The Office of the United Nations High Commissioner for Refugees needs to take greater steps to protect the unregistered Rohingya seeking asylum in Bangladesh. UNHCR must not allow the terms of its agreement with the government to undermine its role as international protector of those who have lost the protection of their state, or who have no state to turn to. To date, the absence of a clear UN policy to tackle the crisis has left large numbers of highly vulnerable people at risk; this is in spite of continued efforts by MSF to alert UNHCR to the humanitarian needs and unacceptable abuses taking place.

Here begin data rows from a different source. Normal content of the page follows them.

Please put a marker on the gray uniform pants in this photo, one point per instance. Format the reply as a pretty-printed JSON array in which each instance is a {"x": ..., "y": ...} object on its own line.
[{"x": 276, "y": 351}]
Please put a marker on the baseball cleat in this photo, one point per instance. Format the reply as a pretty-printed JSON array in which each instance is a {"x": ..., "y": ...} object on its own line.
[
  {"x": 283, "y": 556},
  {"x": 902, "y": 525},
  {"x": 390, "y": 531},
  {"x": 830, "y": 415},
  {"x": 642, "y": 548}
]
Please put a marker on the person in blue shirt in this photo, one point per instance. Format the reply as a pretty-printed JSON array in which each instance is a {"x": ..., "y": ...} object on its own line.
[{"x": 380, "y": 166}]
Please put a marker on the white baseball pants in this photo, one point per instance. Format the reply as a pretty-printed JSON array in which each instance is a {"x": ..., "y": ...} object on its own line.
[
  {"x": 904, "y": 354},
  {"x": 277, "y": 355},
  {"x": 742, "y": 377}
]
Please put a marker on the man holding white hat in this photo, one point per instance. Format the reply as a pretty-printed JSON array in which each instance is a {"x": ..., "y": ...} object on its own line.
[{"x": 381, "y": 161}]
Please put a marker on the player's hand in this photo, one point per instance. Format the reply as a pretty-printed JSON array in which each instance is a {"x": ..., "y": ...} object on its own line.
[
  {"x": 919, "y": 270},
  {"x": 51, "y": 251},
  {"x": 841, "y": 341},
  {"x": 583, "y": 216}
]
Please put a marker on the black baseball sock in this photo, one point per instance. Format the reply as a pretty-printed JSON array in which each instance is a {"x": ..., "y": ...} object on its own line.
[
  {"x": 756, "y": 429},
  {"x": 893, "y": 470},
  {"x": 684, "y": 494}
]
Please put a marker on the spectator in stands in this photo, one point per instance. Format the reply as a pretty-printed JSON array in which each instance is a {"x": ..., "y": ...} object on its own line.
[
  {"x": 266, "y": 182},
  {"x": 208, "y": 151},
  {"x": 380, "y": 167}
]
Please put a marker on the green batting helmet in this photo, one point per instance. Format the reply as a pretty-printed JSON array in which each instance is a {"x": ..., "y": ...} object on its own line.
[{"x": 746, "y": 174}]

Regional powers have a key role in addressing the more fundamental problem. As the Thai boat crisis of 2009 made clear, regional solutions are needed to the situation of the stateless Rohingya. And the international community must support the Government of Bangladesh and UNHCR to adopt measures to guarantee the unregistered Rohingya’s lasting dignity and well being while they remain in Bangladesh. Bangladesh is a densely populated country, in which the Bandarban and Cox's Bazar districts are among the poorest. Strong competition over work, living space and resources is inevitable at a local level. To find ways to overcome these issues and ensure the provision of adequate protection and assistance necessitates strong financial and political support from donor and regional countries.

MSF has been providing health care in Bangladesh since 1992. Currently, in addition to the basic health care program in Kutupalong, MSF has opened a kala azar treatment program in Fulbaria Upazila, and runs a basic health care program in the Chittagong Hill Tracts. MSF also assisted tens of thousands of people affected by Cyclone Aila, which struck Bangladesh in late May 2009.